I understand that a person from Rahul Gandhi’s team filled up the register on his behalf. He may not have seen the cover or the heading of the register. He may not be aware that such a register exists; he might be in a hurry and filled it in the first register he could lay his hands on to move on to the next appointment. I also can keep justifying the reasons why an entry in a non Hindu register was made and such arguments have no end. I don’t care which religion he belongs to by the way.

My next question is that in Rahul Gandhi’s entourage, how many people were there in all? How many security personnel were deployed and were moving alongside him for his safety and security in a place where God is supposed to exist and protect everyone. Was his entourage all Hindus or were there people from all castes, creeds and sects? How many people that accompanied made entries? If not, why not? Don’t they count as statistics? Doesn’t the temple keep count of all visitors?

We in the forces don’t believe in caste or creed, similarly, certain people in his security who would be from other religion or caste. Did anyone question why security people of certain caste enter the temple premises’ and make it unholy? Was the temple purified and sanctified after Rahul’s visit to bring it back to its normal state after the footsteps of “non Hindus” would have entered the temple. I am stretching my imagination too far for no reason it seems.

Be that as it may, I don’t understand in a house of God, irrespective of which religion it is, why is this discrimination? Is my God better than yours? Is my God holier than yours? Is my God more benevolent than yours? Are the teachings of my God not leading to the same path of finding inner peace? Are the preaching’s of kindness, love, affection and bonding of the human race not the same. If the answer to all these questions is more or less the same, then why this differentiation of Hindu and non Hindu register in the first place is eating me from inside.

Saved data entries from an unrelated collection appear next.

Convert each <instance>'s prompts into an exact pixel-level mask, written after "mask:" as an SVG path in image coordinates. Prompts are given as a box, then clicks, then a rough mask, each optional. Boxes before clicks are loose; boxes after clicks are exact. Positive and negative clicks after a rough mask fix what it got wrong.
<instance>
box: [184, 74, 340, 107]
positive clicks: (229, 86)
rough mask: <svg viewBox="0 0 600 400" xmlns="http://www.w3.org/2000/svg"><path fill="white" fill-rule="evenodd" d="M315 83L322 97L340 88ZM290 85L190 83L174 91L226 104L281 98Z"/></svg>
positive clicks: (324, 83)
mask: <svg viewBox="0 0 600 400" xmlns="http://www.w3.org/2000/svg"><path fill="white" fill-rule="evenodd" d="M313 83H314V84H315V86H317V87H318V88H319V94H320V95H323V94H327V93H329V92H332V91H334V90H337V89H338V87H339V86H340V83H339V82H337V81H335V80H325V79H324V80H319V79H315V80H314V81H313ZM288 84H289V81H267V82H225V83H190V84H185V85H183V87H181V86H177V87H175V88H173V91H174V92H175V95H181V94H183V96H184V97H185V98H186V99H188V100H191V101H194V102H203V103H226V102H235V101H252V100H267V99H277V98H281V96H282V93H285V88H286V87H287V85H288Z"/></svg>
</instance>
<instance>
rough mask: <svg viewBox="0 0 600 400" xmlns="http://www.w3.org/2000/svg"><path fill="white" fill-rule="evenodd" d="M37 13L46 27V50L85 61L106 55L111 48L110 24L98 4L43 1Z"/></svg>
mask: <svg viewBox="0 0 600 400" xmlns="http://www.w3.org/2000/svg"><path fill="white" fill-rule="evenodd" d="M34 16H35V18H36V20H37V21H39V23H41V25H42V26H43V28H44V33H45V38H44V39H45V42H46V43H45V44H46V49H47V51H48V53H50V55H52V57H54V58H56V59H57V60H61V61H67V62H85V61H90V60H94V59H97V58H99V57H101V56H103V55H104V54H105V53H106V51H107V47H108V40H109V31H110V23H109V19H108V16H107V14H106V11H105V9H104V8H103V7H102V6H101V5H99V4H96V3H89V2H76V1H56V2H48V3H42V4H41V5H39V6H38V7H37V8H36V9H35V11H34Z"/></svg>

I might be a practicing Hindu and visit a temple to find solace and blessings of the Gods or Goddesses as the case may be. I might be a Hindu who has visited this place earlier and have now besides the blessings come to admire the architecture of the area. I might be from a different religion and come to understand how the management works here etc. I might be an atheist who has just come to visit because I had to get one of my guests to visit during a sightseeing tour. I may just be a tour guide who has by hearted the history of this place and has refined the art of storytelling to tourists.

The same people who take you for a special darshan through the side door after keeping all the priests and pandas on their right side, are they not from the same religion? Besides making money, what do they achieve by converting this temple into a commercial place? It throws the basic ethos and sanctity of any religious place out of the window. The commercialisation has grown so much that the time and type of darshan are directly proportional to the number of notes and their denominations you are willing to shed. Let me just say that let us stop this “Dharam ki Thekedari”.

What hurt me most is the Non Hindu, Non Christian issue? Why do we have to divide our already divided country? Why have such registers in the first place anywhere? Even as an Indian or a foreigner, if I have to visit any holy place or shrine what is this business of non Hindu, non Christian, non Parsi, non Sikh. Yes, if there is a security issue then let all details be filled at the security gate and not in a visitors register kept inside the shrine to differentiate on basis of religion.

Unless our politics rises above and beyond the religion, which was quite evident on all the news channels yesterday, this country will be compartmentalised, broken, fructified, fractured, split, splintered, cracked, divided and the citizen taken advantage of. I hope “Vikas” (development) we talk about will not be subject to the type of register you make an entry in. If that be so then dear fellow countrymen, what do you want to be, a true Hindustani or a non xyz? I wonder!